L’opération entre-t-elle dans le champ des opérations sans échange de titres eu égard aux dispositions du 4° du II de l’article L. 236-3 du code de commerce ?
Le dispositif prévu au 4° du II de l’article L. 236-3 permet de réaliser une fusion sans échange de parts ou d'actions de la société bénéficiaire contre des parts ou actions des sociétés qui disparaissent, lorsque ces parts ou actions sont détenues dans les mêmes proportions dans toutes les sociétés qui fusionnent par les associés des sociétés qui fusionnent, lorsque ces proportions sont conservées à l'issue de l'opération.
Cette situation implique que les actionnaires des sociétés absorbée et absorbante doivent être les mêmes, et que leurs pourcentages de détention dans les deux sociétés fusionnées soient identiques.

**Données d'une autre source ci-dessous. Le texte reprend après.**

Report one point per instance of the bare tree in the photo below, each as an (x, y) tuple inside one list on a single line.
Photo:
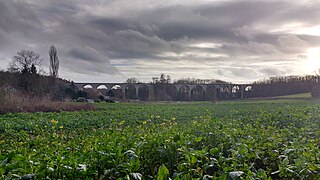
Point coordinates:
[(132, 80), (54, 62), (25, 61)]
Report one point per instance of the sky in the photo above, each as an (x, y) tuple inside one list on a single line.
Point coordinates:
[(238, 41)]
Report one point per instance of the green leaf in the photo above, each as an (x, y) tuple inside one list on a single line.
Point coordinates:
[(163, 173), (136, 176)]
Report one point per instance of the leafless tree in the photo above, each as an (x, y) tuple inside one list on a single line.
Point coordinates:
[(54, 62), (25, 61), (132, 80)]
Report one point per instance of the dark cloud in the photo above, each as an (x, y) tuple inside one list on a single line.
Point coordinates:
[(232, 39)]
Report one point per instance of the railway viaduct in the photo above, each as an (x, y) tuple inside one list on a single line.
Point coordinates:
[(187, 90)]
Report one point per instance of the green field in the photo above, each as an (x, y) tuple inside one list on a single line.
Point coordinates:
[(229, 140)]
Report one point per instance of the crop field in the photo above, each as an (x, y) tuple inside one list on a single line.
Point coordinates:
[(230, 140)]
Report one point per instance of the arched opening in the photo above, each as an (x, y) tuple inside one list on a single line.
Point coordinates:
[(248, 91), (183, 94), (171, 92), (103, 89), (211, 93), (143, 93), (197, 93), (236, 92), (248, 88), (130, 92), (223, 93), (115, 92)]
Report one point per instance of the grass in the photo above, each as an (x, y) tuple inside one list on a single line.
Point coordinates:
[(235, 139), (16, 102)]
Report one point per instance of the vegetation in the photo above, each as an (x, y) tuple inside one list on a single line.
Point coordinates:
[(54, 62), (155, 141)]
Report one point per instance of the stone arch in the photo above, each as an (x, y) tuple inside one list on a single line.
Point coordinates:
[(103, 89), (248, 91), (87, 86), (197, 93), (211, 92), (248, 88), (102, 86), (223, 92), (116, 92), (184, 93), (130, 91), (143, 93), (171, 91), (236, 91)]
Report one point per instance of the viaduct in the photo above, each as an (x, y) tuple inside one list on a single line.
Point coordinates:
[(138, 90)]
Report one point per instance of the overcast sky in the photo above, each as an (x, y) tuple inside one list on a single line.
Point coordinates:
[(111, 40)]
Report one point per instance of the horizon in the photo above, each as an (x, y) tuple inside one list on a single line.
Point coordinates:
[(110, 41)]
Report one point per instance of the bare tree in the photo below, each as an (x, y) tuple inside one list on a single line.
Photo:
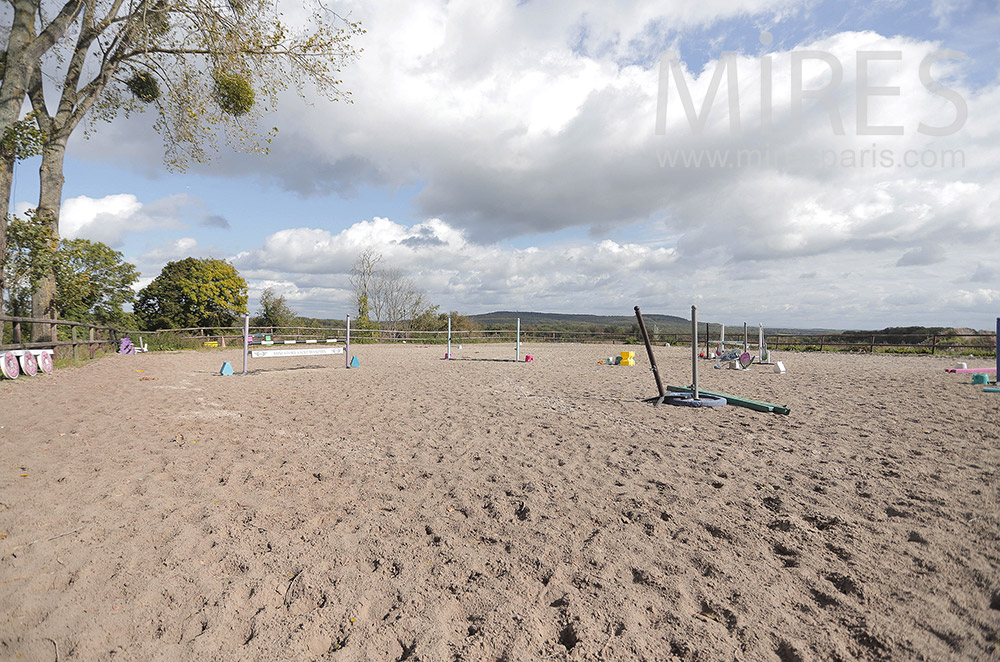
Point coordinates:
[(387, 295), (209, 69)]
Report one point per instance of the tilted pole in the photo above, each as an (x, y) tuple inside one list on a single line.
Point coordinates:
[(652, 359)]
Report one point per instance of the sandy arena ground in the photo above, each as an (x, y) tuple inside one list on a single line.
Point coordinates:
[(418, 509)]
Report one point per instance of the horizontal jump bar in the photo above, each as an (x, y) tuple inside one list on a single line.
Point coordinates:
[(258, 354)]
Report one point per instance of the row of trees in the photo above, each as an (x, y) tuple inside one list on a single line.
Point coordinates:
[(94, 283), (208, 69)]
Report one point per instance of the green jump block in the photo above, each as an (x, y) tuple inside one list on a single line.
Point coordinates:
[(737, 401)]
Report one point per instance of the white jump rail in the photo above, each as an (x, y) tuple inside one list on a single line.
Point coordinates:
[(248, 342)]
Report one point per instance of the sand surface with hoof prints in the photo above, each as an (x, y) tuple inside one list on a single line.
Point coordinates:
[(421, 509)]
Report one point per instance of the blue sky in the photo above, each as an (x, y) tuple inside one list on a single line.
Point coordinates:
[(504, 156)]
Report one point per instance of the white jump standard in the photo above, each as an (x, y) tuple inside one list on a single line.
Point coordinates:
[(249, 342)]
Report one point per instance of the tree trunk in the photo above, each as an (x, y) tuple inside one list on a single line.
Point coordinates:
[(16, 74), (50, 182), (24, 51)]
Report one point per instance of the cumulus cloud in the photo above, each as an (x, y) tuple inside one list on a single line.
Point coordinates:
[(533, 118), (215, 221), (110, 218), (921, 257)]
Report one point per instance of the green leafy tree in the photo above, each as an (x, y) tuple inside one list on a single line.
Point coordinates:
[(274, 311), (209, 69), (29, 254), (93, 282), (192, 293)]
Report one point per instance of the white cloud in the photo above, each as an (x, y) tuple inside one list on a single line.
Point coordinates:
[(110, 218), (519, 120)]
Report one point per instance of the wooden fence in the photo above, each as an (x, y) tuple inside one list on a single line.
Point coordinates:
[(94, 336), (874, 343)]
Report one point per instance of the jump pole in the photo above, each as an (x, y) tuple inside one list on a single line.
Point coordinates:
[(652, 359), (517, 345), (246, 341), (694, 352)]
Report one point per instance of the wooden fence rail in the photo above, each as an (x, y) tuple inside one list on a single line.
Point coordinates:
[(96, 335), (917, 343)]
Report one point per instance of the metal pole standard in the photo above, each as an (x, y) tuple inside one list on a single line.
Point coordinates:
[(246, 340), (694, 352), (652, 359), (517, 346)]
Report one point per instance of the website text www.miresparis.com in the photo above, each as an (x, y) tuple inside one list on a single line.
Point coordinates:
[(872, 157)]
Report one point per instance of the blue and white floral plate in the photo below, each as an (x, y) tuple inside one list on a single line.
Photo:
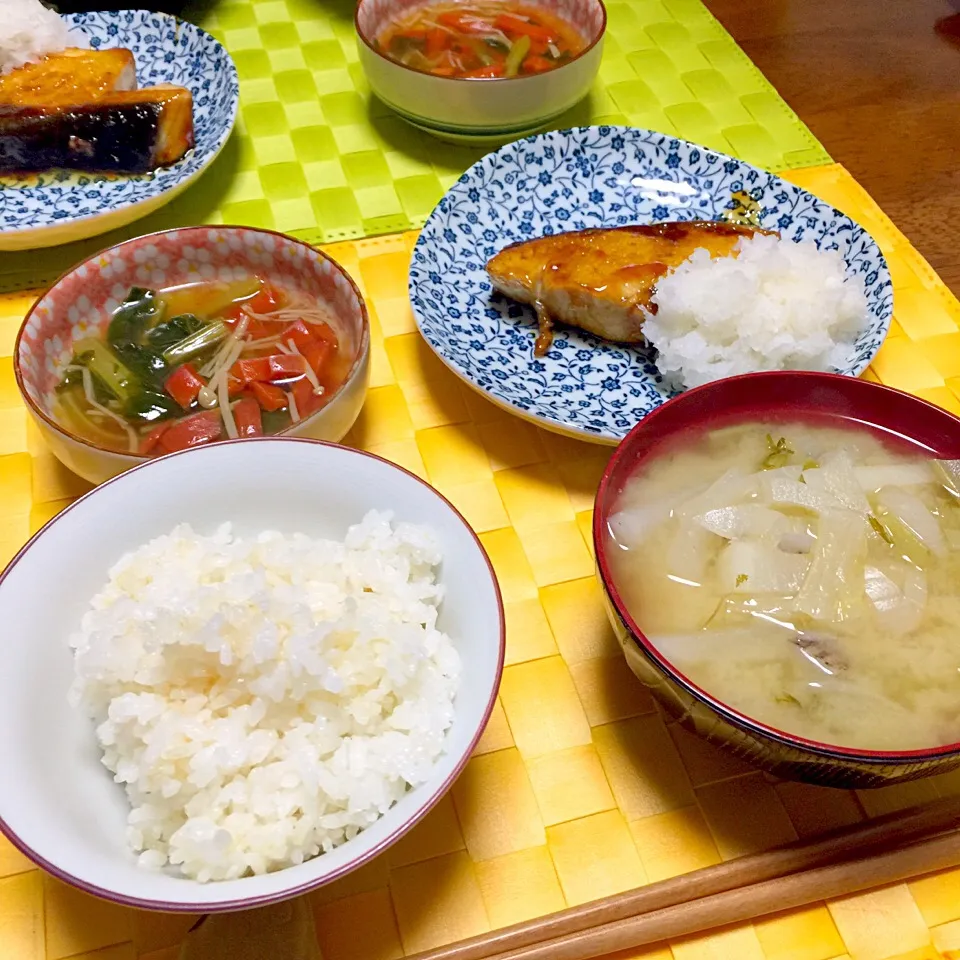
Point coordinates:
[(63, 206), (578, 179)]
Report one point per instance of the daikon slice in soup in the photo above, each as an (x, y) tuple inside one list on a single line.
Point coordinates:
[(806, 576)]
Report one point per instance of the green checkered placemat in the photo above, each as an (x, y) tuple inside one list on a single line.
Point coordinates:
[(316, 156)]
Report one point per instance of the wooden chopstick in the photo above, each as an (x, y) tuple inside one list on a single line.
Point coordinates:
[(750, 902), (883, 833)]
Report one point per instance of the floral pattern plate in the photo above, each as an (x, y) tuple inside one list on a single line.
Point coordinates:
[(578, 179), (63, 206)]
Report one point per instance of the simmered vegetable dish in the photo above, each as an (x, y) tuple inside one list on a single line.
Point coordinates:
[(480, 41), (187, 365)]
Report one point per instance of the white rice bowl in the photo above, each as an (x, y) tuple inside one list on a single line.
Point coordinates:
[(265, 699), (30, 31), (776, 305)]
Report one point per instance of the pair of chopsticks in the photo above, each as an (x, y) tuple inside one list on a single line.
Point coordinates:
[(887, 850)]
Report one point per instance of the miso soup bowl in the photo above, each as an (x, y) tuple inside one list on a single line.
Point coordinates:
[(80, 302), (480, 111), (59, 805), (791, 395)]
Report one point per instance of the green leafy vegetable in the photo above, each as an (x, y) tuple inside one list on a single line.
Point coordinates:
[(147, 364), (139, 311), (170, 332), (788, 698), (880, 529), (105, 367), (197, 342), (778, 455), (515, 57), (71, 379), (151, 406)]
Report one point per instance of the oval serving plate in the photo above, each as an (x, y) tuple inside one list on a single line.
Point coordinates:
[(586, 178), (62, 206)]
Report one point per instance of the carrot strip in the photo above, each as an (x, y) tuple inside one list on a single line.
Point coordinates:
[(484, 73)]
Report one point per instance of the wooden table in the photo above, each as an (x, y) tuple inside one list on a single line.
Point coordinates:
[(878, 82)]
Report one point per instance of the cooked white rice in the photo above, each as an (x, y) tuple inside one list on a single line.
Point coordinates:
[(265, 699), (29, 31), (777, 305)]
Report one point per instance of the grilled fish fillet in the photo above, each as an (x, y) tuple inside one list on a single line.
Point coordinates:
[(133, 131), (603, 280), (71, 77)]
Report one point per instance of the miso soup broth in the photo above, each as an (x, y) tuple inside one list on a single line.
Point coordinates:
[(806, 576)]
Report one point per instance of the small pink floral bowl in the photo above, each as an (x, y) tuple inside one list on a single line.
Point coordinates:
[(79, 304)]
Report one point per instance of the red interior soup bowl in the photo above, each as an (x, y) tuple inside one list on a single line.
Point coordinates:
[(901, 442), (190, 336)]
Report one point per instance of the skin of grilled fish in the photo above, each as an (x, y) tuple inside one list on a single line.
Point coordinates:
[(133, 131), (602, 281), (71, 77)]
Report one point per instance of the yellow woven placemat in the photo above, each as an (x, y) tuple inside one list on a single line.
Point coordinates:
[(579, 788)]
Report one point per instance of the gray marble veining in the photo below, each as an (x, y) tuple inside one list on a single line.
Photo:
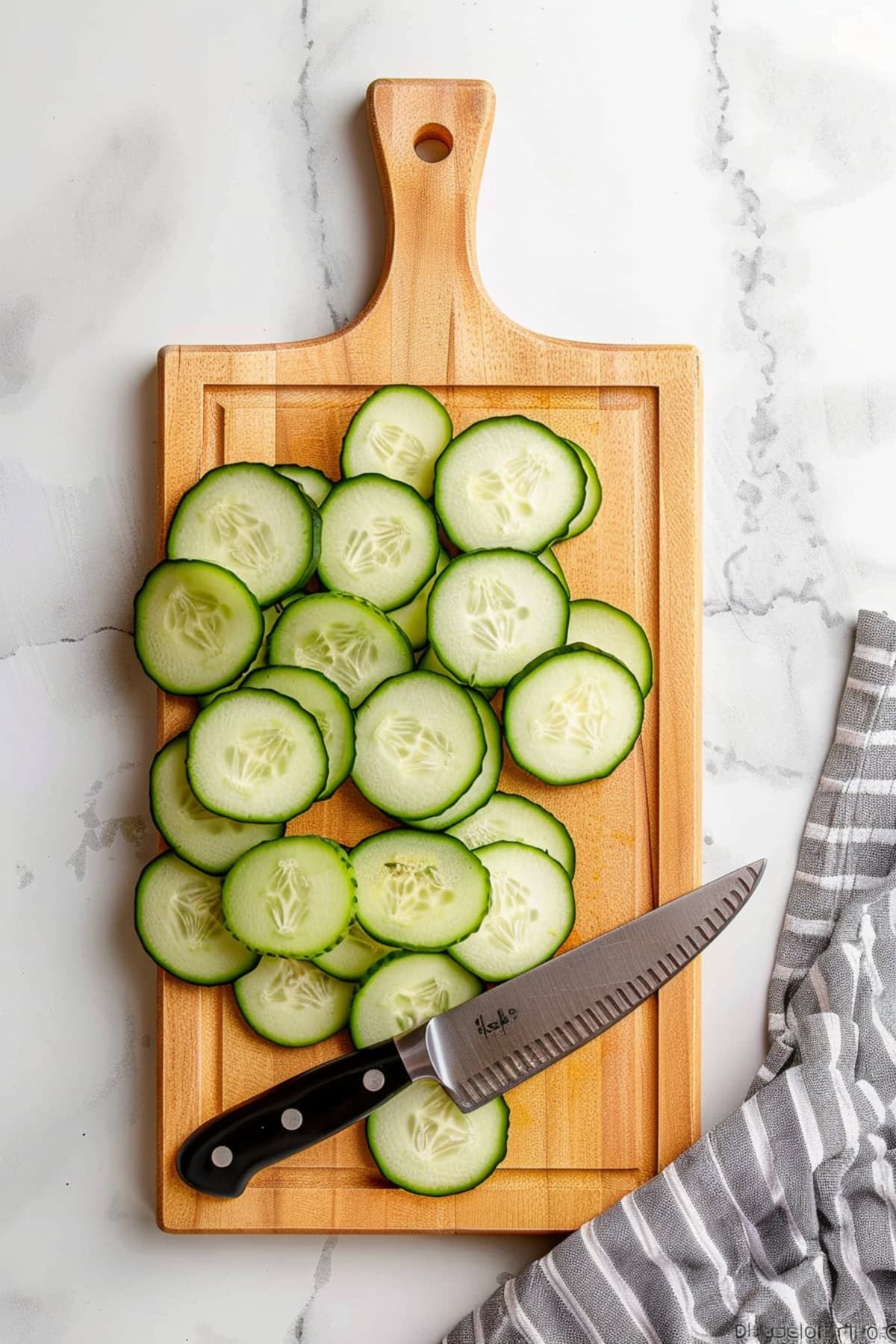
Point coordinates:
[(205, 176)]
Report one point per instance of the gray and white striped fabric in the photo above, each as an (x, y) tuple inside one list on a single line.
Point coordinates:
[(781, 1223)]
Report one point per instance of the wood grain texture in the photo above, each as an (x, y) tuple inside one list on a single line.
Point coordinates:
[(600, 1124)]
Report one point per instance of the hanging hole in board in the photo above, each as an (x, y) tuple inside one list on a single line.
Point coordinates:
[(433, 143)]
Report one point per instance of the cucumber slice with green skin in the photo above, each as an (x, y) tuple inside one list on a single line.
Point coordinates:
[(418, 745), (418, 892), (292, 897), (429, 662), (326, 703), (293, 1003), (354, 956), (531, 914), (349, 640), (178, 915), (399, 432), (593, 495), (252, 520), (507, 816), (553, 564), (314, 482), (505, 483), (573, 715), (411, 618), (379, 541), (421, 1142), (270, 617), (405, 989), (196, 626), (487, 780), (494, 612), (255, 756), (199, 836), (615, 632)]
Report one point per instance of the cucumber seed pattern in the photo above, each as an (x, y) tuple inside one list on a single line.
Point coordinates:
[(394, 445), (414, 1004), (382, 544), (413, 887), (413, 746), (300, 986), (512, 492), (477, 833), (245, 538), (198, 618), (494, 613), (195, 909), (578, 717), (257, 756), (287, 897), (437, 1128), (341, 652), (512, 912)]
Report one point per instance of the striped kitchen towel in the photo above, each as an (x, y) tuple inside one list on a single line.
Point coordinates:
[(781, 1223)]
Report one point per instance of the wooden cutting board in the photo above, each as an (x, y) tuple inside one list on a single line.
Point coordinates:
[(600, 1124)]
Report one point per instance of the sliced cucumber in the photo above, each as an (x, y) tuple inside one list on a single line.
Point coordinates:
[(615, 632), (494, 612), (411, 618), (418, 892), (196, 626), (553, 564), (573, 715), (347, 638), (429, 662), (593, 495), (420, 745), (293, 1003), (531, 914), (252, 520), (487, 780), (178, 914), (507, 816), (508, 482), (421, 1142), (199, 836), (398, 432), (255, 756), (314, 482), (405, 989), (379, 541), (326, 703), (292, 897), (354, 956), (270, 617)]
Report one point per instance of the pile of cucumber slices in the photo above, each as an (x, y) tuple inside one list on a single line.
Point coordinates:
[(361, 629)]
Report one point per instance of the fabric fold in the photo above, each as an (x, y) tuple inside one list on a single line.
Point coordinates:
[(783, 1218)]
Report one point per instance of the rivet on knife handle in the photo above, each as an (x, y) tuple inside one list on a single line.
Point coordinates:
[(225, 1154)]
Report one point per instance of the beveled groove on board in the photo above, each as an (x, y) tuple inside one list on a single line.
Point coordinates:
[(602, 1121)]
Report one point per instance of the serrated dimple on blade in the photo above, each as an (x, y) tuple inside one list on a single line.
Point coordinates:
[(501, 1038)]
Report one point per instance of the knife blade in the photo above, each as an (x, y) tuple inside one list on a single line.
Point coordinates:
[(479, 1050)]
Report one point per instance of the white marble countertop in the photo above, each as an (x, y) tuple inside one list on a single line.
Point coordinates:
[(196, 171)]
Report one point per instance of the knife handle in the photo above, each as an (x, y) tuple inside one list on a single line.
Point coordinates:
[(225, 1154)]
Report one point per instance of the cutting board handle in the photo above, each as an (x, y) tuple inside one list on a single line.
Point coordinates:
[(430, 208)]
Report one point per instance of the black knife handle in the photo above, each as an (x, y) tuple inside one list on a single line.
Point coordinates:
[(223, 1155)]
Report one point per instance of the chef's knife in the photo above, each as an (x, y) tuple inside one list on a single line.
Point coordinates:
[(476, 1051)]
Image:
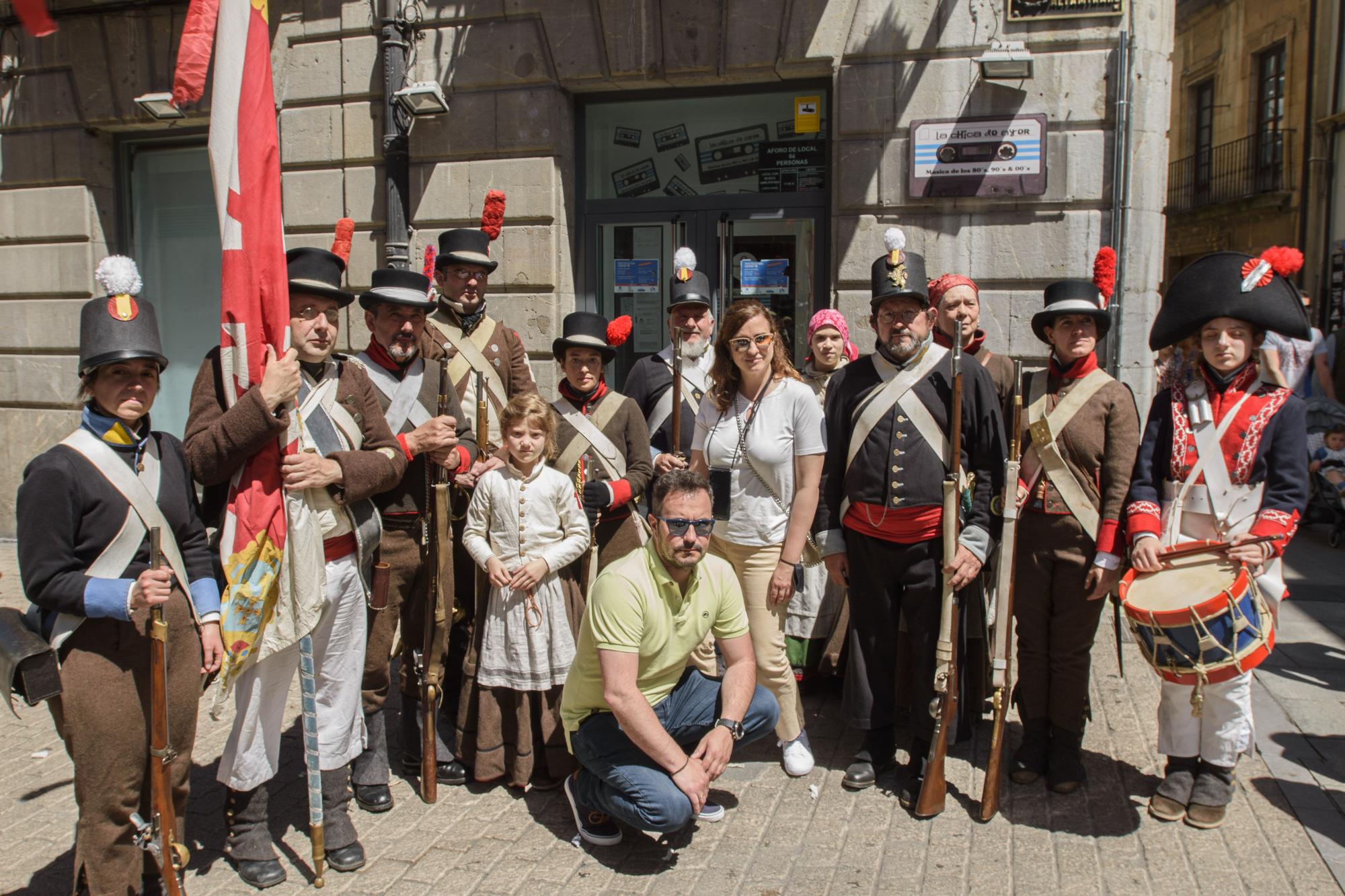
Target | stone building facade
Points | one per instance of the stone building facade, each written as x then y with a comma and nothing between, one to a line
528,81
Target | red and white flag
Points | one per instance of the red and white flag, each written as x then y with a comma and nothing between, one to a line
266,557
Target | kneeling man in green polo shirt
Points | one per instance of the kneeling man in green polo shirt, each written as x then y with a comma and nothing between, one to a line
649,732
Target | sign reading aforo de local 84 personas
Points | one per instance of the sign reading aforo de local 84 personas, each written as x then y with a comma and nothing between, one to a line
636,275
978,157
808,115
765,278
1034,10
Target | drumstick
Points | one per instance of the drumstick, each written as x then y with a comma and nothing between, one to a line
1172,553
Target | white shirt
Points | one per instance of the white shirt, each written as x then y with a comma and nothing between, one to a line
789,424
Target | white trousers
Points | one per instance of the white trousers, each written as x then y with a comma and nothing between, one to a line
1221,733
252,752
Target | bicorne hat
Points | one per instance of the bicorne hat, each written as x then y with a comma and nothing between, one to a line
400,288
899,274
1234,284
587,330
691,287
473,245
120,326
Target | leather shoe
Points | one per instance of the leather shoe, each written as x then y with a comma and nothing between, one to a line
450,772
864,772
346,857
373,798
262,873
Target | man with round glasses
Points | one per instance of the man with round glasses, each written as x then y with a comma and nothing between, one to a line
649,732
880,516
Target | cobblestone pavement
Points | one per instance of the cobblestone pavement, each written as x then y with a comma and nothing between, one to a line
781,836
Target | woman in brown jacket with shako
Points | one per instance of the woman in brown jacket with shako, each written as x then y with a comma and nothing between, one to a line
603,443
1081,436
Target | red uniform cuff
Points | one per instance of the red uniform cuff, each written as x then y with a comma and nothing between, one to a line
1110,537
621,493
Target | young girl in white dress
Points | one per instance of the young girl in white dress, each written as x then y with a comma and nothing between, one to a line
525,526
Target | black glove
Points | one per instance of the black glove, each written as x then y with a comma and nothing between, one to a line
597,497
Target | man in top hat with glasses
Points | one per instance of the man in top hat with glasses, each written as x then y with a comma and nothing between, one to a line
650,381
346,455
407,381
880,520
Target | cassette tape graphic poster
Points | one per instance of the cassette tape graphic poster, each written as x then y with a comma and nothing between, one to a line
983,157
730,154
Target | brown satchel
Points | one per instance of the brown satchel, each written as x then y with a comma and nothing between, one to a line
28,662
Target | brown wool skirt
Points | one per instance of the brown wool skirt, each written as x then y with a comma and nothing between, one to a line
512,735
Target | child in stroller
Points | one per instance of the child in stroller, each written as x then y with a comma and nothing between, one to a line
1327,464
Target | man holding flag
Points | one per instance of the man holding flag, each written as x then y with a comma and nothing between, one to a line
290,442
340,454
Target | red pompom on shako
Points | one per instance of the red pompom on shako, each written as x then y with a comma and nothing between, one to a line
619,330
1105,274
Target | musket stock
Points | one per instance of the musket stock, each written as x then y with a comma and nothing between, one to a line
945,705
1001,661
158,837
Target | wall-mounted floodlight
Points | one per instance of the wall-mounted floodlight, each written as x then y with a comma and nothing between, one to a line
161,107
1005,61
423,99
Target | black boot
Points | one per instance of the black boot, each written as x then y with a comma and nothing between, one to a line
249,838
344,849
1065,764
878,756
1210,795
1169,801
1030,762
914,780
369,772
449,770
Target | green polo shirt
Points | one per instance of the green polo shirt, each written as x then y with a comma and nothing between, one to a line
637,608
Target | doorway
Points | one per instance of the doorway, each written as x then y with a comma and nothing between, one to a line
754,206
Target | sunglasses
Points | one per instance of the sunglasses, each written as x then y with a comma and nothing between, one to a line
761,341
679,526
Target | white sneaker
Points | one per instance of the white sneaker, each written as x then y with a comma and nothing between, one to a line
798,755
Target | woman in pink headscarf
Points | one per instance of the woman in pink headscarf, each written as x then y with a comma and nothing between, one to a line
813,614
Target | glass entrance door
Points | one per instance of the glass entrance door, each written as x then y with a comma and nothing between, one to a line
746,253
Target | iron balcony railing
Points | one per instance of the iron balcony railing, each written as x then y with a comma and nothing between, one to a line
1256,165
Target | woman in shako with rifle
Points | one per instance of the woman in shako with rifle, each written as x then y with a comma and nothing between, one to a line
1079,436
1225,458
85,512
603,443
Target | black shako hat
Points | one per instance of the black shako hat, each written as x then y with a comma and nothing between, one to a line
584,330
397,287
317,272
899,274
1233,284
119,326
1071,298
465,247
689,287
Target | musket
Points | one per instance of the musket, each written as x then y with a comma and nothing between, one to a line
1001,658
436,483
677,393
158,837
945,704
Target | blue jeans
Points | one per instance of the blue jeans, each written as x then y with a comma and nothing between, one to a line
618,778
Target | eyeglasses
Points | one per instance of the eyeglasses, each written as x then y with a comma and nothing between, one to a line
309,313
679,526
761,341
888,318
463,274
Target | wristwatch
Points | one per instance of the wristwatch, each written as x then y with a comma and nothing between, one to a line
735,727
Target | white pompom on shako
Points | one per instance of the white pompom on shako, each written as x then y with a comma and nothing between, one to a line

Dans le cas présent, les actionnaires de la société holding absorbée M ne détiennent pas directement d’actions dans le capital de l’absorbante F. Dans ces conditions, si la société F n’augmente pas son capital pour rémunérer l’actif net apporté par la société holding M et ne remet pas d’actions nouvelles aux sociétés A et B en échange des actions détenues par ces dernières dans la société holding M, qui disparait, A et B se trouvent sans action dans le capital de l’absorbante F et ne reçoivent ainsi aucune rémunération en contrepartie de l’absorption de M dont ils étaient actionnaires.
Ainsi, la Commission considère que l’exception prévue au 4° du II de l’article L. 236-3 du code de commerce n’est pas possible dans cette situation.
2. Quelles sont les modalités comptables de valorisation des apports dans le cadre de l’opération ?
En raison de l’inapplicabilité de l’exception prévue par l'article L. 236-3 du code de commerce, il est nécessaire d’émettre des actions nouvelles de la société absorbante (F) en rémunération de l’apport de la société holding M. Cela signifie que les sociétés A et B, actionnaires de M, devront recevoir des actions de F en proportion des actions qu'elles détenaient dans la société absorbée (M).
En principe, les apports devraient être évalués à leur valeur nette comptable puisque la fusion intervient entre entités sous contrôle commun, en application de l’article 743-1 du PCG.
Cependant, puisque l’actif net comptable est négatif, il faut appliquer la valeur réelle des apports, conformément à l’article 743-3 du PCG, qui prévoit une dérogation pour les cas où l’actif net apporté est insuffisant pour permettre la libération du capital. La commission rappelle que, pour que la fusion soit réalisable, il est nécessaire que soient positives à la fois la valeur réelle de la société absorbée et celle de la société absorbante pour que cette dernière puisse émettre des actions d’une valeur qui ne serait pas négative.
A l’issue de la fusion, l’absorbante détient ses propres actions, qu’il est prévu d’annuler dans leur totalité. Cette annulation devra être effectuée par la contrepartie des capitaux propres, selon les modalités prévues à l’IR3 sous l’article 745-3 du PCG :
« En cas d’absorption d’une mère par sa fille, la fusion a pour effet de transférer à l’entité absorbante (la fille) ses propres titres qu’elle doit annuler par capitaux propres. L’écart résultant de cette annulation ne peut être assimilé à un mali et comptabilisé en tant que tel à l’actif car cela reviendrait à reconnaître un incorporel généré en interne. Il convient d’appliquer dans cette situation les dispositions prévues par l’article 942-27 (alinéa 7) en cas de rachat des actions propres en vue de leur annulation. […] ».
Dès lors, et sous réserve que les seuls actifs revalorisés dans le cadre de l’opération correspondent aux titres de la société F absorbante et préalablement détenus par la société holding M, le fait de recourir à la valeur réelle (et non la valeur nette comptable) pour évaluer les titres apportés n’a pas d’incidence sur le montant final des capitaux propres.
Source : CNCC – EC 2024-17 & EJ 2024-51 – « FUSION - Absorption d’une société par sa filiale détenue à 100% - Fusion sans échange de titres ? (Non) - Actif net comptable apporté négatif - Valeur d'apport ? » - 28/02/2025.